In the previous episode, we had witnessed the continuation of Sage Jada-Bharata’s accord on “Adhyaatma Dharma” wherein he emphasizes that we’re all the same “Atman” embedded inside different physical bodies (Deham). Although the form, size and shape of our “Deham” might be different from each other’s, all our “Atmans” are of the same purity and sanctity. Hence, it is upto us to realize the importance of our “Atman ” and give more importance to it’s development. Thus, Sage Jada-Bharata highlights the important point that we would progress spiritually only if we develop the capability and maturity to view the “Atman” as a separate entity and not as a one that is clubbed with the “Deham”. The moment we start seeing “Atman” clubbed with the “Deham”, we tend to see all the differences between living beings and with this, all ego clashes, revenge, anger, frustration, etc. start arising. Whereas, if we’re able to see the “Atman” as a separate entity from the “Deham”, there would be no space for any sort of ego or anger. This is what is important for being selfless in our service to the world.
As a summary thus, Sage Jada-Bharata emphasizes that nothing in this world is capable of granting “Moksha”, except for the highest “Gnyaana” (Knowledge about Bhagawan and His compassion). Through this, Sage Bharata also emphasizes that Bhagawan can only be the “Paramatma” and nobody else can attain that position. All of us, living beings in this world can only be “Jeevatmas” and the role of the “Jeevatma” is only to be in service to the “Paramatma” by surrendering to His feet. Moving on further thus, Sage Bharata gives a beautiful analogy here, which is going to increase our interest level further in this point. Many of us might be knowing this musical instrument called “Flute”. It is a “wind” instrument wherein it has many holes that are made. While playing the flute, we’ve to close one of the holes and open another. We blow air through one of the nozzles that is on the extreme right-hand-side, and all the other holes are on the left-hand-side. When we close one hole, the air that is blown through the nozzle escapes through the other hole. Every hole has the configuration to produce unique sounds of music like “Sadjamam” (Sa), “Rishabham” (Ri), “Gaandhaaram” (Ga), “Madhyamam” (Ma), ‘Panchamam” (Pa), “Daivatam” (Da) and “Nishadam” (Ni). These are often referred to as the “Saptaswaras” in Carnatic Music. Thus, the flute is designed in such a way that each of the holes emit each of the “Swara-sthaanas” (corresponding sounds).
When I was talking about this to someone, that person curiously asked me thus, “Oh! If seven different “Swarasthaanas” have to be captured, there should be seven different airs that should pass through the holes, isn’t it?” How can this be possible? Air is just one and it is common for all. It is the same air that passes through hole one that produces the sound of “Sa” and through the hole seven that produces the sound of “Ni”, isn’t it?

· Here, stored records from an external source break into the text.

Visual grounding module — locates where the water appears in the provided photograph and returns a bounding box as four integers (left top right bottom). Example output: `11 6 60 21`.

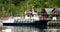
2 26 60 32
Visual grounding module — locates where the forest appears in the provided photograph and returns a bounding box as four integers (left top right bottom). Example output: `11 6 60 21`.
0 0 60 17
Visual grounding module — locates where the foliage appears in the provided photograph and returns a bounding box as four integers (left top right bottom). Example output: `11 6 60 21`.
0 0 60 17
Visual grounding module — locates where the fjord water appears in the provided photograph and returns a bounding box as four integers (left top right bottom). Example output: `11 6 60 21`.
3 26 60 32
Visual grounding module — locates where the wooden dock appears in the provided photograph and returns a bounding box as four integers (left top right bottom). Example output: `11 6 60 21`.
47 20 60 26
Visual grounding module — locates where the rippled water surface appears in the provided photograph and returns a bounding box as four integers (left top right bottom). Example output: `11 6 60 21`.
2 26 60 32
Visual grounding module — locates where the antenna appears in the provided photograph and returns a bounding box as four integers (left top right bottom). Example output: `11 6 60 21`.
30 4 35 14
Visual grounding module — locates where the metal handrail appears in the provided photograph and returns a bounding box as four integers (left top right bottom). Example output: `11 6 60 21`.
14 19 36 23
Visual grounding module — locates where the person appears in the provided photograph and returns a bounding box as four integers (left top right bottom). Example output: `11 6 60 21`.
0 20 2 26
0 30 2 32
39 15 47 20
0 20 2 32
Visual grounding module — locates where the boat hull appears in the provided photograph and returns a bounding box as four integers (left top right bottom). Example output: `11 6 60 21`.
3 20 48 26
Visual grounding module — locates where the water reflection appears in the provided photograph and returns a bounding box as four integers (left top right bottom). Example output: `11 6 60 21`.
47 26 60 29
2 26 60 32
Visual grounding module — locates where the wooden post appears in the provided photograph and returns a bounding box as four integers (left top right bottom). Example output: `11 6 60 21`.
0 20 2 32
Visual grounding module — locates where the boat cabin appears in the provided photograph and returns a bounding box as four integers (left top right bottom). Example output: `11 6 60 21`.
39 8 49 20
25 9 38 19
50 8 60 20
51 8 60 17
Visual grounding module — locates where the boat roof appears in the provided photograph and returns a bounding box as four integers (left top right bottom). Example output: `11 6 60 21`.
45 8 60 14
45 8 53 14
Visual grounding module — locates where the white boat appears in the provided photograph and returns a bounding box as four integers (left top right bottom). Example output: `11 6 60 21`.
3 9 48 26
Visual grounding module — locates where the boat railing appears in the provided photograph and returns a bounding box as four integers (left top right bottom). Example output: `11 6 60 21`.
14 19 37 23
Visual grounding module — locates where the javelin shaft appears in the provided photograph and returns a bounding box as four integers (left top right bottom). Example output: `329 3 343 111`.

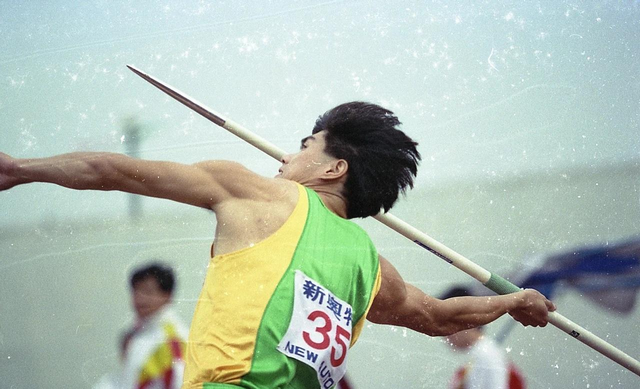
127 64 640 377
126 65 284 161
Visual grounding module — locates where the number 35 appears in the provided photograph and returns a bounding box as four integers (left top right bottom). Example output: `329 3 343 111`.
302 310 351 367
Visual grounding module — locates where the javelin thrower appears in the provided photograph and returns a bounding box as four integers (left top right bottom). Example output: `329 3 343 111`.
0 66 574 389
126 65 640 380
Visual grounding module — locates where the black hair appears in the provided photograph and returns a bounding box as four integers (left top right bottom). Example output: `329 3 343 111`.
312 101 421 219
129 262 175 294
439 285 474 300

Similarly, the “Atman” that resides inside every living being is the same. Only the “Deham” inside which each of the “Atmans” are embedded are different. Thus, just like how we cannot say that there are different “Airs” that produce music in a flute, here too we cannot say that there are different “Atmans” across different living beings. Just like how the holes in the flute are different, which produces music differently, the “Dehams” are different, which makes the “Atman” work accordingly. Yes, of course there might be many “Atmans”, but the “religion” or “caste” or “sub-caste” of all “Atmans” are the same.